En traitant avec une sonde calcique fluorescente les neurones
vestibulaires au niveau d’une section de leurs axones, les
terminaisons dendritiques sont chargées avec la sonde calcique
grâce à un transport rétrograde (A). Les terminaisons postsynaptiques
vivantes sont ensuite visualisables en microscopie biphotonique
au sein de la tranche d’organe ou de l’explant vestibulaire
(B, têtes de flèche b : boutons postsynaptique ;
tête de flèche c : postsynapse en calice). La dépolarisation
directe de la présynapse par une application ionophorétique
de potassium sur une cellule sensorielle (C) induit une
émission fluorescente, par la sonde calcique, reflétant
une augmentation de la concentration calcique dans la postsynapse
(2 exemples en D). (D'après Boyer et al.
2004)
C :
Bases moléculaires des activités électriques des neurones
primaires vestibulaires.
Les neurones vestibulaires transmettent
les informations élaborées par les cellules sensorielles
au système nerveux central. Ces neurones possèdent différentes
activités électriques selon leur équipement en canaux ioniques.

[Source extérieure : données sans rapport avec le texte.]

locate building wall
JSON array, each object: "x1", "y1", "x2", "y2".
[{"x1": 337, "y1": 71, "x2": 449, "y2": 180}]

La caractérisation de ces canaux, par la technique de patch-clamp
a permis de comprendre leur implication dans la maturation
neuronale (Chambard et al. 1999 ; Chabbert et al.
2001a ; Chabbert et al. 2001b,). Nous avons entrepris
l’analyse moléculaire des sous-unités associées aux différentes
activités électriques par single cell RT-PCR (Autret
et al. 2005). A titre d’illustration, le couplage de
ces techniques nous a récemment permis de démontrer que
les neurones vestibulaires possèdent un courant calcique
de type T associé à l’expression de la protéine Cav3.2.
Ce courant apparaît essentiellement au cours de la période
de pousse neuritique (Fig. 5, Autret et al. 2005).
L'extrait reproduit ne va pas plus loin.